Bei Demonstrationen gegen Salman Rushdie und dessen Roman sterben in Bombay zehn Menschen, in Islamabad fünf. Später wird es Messerattacken auf Rushdies italienischen Übersetzer geben, der überlebt, während der japanische Übersetzer von “Die satanischen Verse” durch Messerstiche getötet wird. Salman Rushdies norwegischen Verleger Nygaard treffen mehrere Kugeln, wie durch ein Wunder überlebt er.
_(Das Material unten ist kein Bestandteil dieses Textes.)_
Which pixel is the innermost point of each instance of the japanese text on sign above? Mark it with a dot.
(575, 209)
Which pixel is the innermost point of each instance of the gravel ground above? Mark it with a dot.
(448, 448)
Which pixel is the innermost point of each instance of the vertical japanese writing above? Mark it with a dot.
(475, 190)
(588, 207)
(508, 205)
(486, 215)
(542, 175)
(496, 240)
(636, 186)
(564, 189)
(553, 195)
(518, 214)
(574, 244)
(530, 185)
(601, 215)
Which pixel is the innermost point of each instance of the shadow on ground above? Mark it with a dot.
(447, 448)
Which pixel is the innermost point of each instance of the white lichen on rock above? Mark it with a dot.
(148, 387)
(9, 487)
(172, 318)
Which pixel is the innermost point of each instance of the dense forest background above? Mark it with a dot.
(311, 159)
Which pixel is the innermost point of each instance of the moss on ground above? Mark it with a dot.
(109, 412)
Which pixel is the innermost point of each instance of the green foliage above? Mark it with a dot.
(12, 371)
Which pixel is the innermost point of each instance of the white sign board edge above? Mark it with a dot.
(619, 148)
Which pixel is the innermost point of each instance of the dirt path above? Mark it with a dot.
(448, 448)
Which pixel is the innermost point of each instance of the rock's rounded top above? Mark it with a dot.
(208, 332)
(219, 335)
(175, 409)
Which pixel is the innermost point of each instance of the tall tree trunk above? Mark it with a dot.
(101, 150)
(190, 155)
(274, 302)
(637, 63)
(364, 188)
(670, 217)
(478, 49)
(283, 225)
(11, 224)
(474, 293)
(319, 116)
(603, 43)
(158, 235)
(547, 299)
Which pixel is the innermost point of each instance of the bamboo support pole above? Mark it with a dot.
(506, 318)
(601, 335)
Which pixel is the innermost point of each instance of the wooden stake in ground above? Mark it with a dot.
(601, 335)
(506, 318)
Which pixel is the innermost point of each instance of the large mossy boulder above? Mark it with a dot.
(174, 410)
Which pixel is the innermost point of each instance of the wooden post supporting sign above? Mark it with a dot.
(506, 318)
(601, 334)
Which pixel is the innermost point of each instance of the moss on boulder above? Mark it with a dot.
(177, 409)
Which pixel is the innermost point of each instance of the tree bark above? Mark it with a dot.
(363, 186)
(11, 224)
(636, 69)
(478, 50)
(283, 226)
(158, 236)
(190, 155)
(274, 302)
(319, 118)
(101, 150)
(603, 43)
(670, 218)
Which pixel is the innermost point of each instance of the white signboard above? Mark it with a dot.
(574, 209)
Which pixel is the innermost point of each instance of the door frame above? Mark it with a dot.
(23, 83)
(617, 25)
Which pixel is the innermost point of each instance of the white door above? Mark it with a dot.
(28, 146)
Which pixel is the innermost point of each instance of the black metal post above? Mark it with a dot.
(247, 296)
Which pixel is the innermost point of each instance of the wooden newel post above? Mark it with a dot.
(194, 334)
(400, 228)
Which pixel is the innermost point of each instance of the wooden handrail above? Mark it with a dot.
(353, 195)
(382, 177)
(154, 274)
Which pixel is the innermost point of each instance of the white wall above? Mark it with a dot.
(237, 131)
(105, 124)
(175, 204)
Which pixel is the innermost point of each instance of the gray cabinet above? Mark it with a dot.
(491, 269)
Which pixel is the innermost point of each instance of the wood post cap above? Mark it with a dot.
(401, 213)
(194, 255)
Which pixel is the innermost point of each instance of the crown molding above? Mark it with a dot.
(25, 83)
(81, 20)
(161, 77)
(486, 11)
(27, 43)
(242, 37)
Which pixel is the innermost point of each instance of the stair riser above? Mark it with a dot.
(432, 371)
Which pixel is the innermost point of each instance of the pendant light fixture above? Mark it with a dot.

Im Frühjahr 1989 erschießt ein Unbekannter den Leiter der Großen Moschee in Brüssel, Abdullah Muhammad al-Ahdal, sowie dessen Stellvertreter. Laut FAZ bekannte sich eine “pro-iranische libanesische Gruppierung (…) zu dem Mord an dem Imam, dem sie eine zu gemäßigte Haltung und seine Verurteilung von Khomeinis Fatwa gegen den Autor der ‚Satanischen Verse‘, Salman Rushdie, vorwarf.”

Vorauseilende Totenstarre

So verbreitete sich Terror und Angst in den Metropolen der Welt und selbst um die Ruhrprovinz sollte zumindest die Angst keinen Bogen machen. Bis zum 20. März scheiterten insgesamt sieben Versuche des Literaturbüros Ruhr (Gladbeck) und des Münchner Schriftstellers Gerhard Köpf, der als Literaturwissenschaftler in Duisburg lehrte, einen öffentlichen Raum anzumieten, um eine Lesung aus Romanen Rushdies auf die Bühne zu bringen. Überall entdeckten Verantwortliche den Konjunktiv II: “Ich wäre gern bereit, spräche nicht so viel dagegen.”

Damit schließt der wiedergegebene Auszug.